On ne refuse rien à un « vieux lion », sollicité par les plus grands (Cesaria Evora, Carlos Santana, Wayne Shorter…) au cours d’une riche carrière internationale. Salif Keita a convié sur cet enregistrement quelques invités de marque: la Béninoise Angelique Kidjo, le groupe vocal sud-africain Ladysmith Black Manbazo, l’Ivoirien Alpha Blondy…
– « Du pur mandingue » –
Mais l’essentiel n’est pas dans ces duos de prestige. Le coeur de sa musique bat ailleurs, sur le tonique « Were Were », les longues mélopées que sont « Syrie » ou « Tiranke », les entraînants « Tonton » et « Lerou Lerou » où il suffit alors de suivre la cadence pour se retrouver sur la piste de danse du Motel ou du Buffet de la Gare, fiefs des Ambassadeurs et du Super Rail Band.

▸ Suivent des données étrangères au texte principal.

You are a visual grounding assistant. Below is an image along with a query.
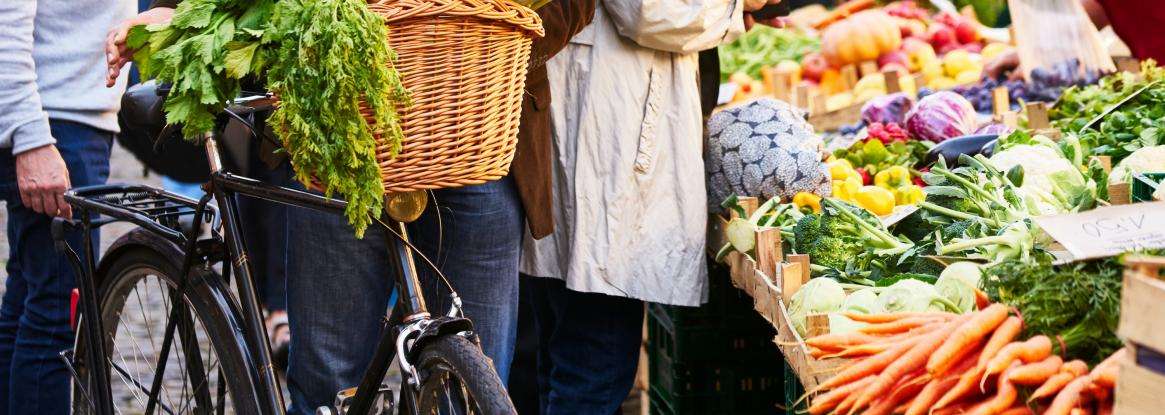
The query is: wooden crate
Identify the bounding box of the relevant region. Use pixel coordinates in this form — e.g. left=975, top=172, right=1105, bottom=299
left=1113, top=345, right=1165, bottom=415
left=718, top=198, right=846, bottom=391
left=1117, top=256, right=1165, bottom=354
left=1114, top=256, right=1165, bottom=415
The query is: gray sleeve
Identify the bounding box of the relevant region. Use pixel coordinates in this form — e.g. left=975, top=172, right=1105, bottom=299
left=0, top=0, right=56, bottom=154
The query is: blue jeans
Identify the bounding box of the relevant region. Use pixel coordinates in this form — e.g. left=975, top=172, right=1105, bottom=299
left=0, top=120, right=113, bottom=415
left=288, top=177, right=524, bottom=414
left=522, top=276, right=644, bottom=415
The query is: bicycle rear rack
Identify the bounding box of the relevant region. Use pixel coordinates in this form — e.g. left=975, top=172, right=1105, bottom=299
left=64, top=184, right=219, bottom=246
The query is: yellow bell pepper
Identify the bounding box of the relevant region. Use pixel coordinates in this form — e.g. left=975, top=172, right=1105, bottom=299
left=854, top=185, right=894, bottom=216
left=874, top=166, right=910, bottom=190
left=826, top=159, right=857, bottom=181
left=833, top=176, right=862, bottom=202
left=894, top=184, right=926, bottom=206
left=793, top=191, right=821, bottom=213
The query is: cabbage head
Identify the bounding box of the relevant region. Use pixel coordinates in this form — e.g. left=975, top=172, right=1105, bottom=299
left=934, top=261, right=983, bottom=312
left=877, top=279, right=959, bottom=312
left=789, top=277, right=846, bottom=336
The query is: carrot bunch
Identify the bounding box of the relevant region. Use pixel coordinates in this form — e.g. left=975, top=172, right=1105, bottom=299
left=805, top=304, right=1117, bottom=415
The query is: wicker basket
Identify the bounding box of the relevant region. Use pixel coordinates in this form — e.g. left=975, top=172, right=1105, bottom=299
left=366, top=0, right=543, bottom=192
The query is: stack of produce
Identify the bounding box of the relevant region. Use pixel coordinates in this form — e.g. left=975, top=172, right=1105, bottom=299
left=805, top=304, right=1121, bottom=415
left=1050, top=61, right=1165, bottom=166
left=952, top=59, right=1100, bottom=114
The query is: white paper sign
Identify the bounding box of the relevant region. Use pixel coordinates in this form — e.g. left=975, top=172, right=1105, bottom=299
left=1036, top=202, right=1165, bottom=260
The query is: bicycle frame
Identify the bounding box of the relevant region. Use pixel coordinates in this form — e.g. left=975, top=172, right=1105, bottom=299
left=54, top=111, right=472, bottom=415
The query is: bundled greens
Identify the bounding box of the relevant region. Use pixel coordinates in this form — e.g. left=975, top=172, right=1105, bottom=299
left=127, top=0, right=408, bottom=234
left=719, top=24, right=821, bottom=82
left=981, top=259, right=1122, bottom=363
left=1050, top=59, right=1165, bottom=163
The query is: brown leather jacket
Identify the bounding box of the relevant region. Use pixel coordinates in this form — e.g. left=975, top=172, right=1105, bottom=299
left=150, top=0, right=596, bottom=238
left=510, top=0, right=596, bottom=239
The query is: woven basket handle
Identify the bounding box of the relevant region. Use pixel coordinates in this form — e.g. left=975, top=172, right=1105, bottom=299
left=368, top=0, right=545, bottom=37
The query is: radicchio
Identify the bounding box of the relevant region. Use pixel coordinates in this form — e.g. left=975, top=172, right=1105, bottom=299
left=906, top=91, right=975, bottom=142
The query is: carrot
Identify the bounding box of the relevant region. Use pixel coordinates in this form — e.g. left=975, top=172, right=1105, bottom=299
left=845, top=312, right=955, bottom=324
left=809, top=338, right=922, bottom=394
left=979, top=316, right=1023, bottom=367
left=818, top=343, right=894, bottom=359
left=926, top=304, right=1008, bottom=375
left=906, top=377, right=959, bottom=415
left=1000, top=406, right=1036, bottom=415
left=1028, top=372, right=1078, bottom=402
left=857, top=317, right=935, bottom=335
left=1008, top=354, right=1064, bottom=386
left=805, top=331, right=877, bottom=350
left=931, top=403, right=968, bottom=415
left=934, top=363, right=983, bottom=409
left=979, top=335, right=1052, bottom=389
left=809, top=377, right=874, bottom=415
left=1092, top=364, right=1121, bottom=389
left=1060, top=359, right=1088, bottom=378
left=850, top=316, right=966, bottom=410
left=1044, top=377, right=1090, bottom=415
left=975, top=288, right=991, bottom=310
left=969, top=361, right=1019, bottom=415
left=862, top=371, right=930, bottom=415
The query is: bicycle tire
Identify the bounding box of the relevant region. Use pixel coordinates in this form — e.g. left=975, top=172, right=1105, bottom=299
left=72, top=236, right=260, bottom=414
left=416, top=335, right=517, bottom=415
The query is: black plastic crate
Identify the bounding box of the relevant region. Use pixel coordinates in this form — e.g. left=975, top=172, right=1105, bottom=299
left=649, top=360, right=784, bottom=415
left=648, top=257, right=785, bottom=415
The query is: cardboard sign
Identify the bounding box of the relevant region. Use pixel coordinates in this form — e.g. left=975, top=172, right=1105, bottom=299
left=1036, top=202, right=1165, bottom=261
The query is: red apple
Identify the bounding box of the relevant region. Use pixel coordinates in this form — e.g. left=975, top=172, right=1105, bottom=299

« La musique, ici, c’est du pur mandingue », se régale Salif Keita: éclats des choeurs qui claquent, voix, gerbes de guitares, batterie agile, basse bondissante, kora chatoyante….
Pour renforcer encore la nostalgie, il offre à un orfèvre de la guitare, Djessou Mory Kante, l’occasion de ciseler ses solos.
« C’est le petit frère de Kante Manfila –l’un des plus grands guitaristes mandingues et ancien compagnon de route du chanteur–« , confie Salif Keita. Qui, grâce à sa présence, « reste en famille ».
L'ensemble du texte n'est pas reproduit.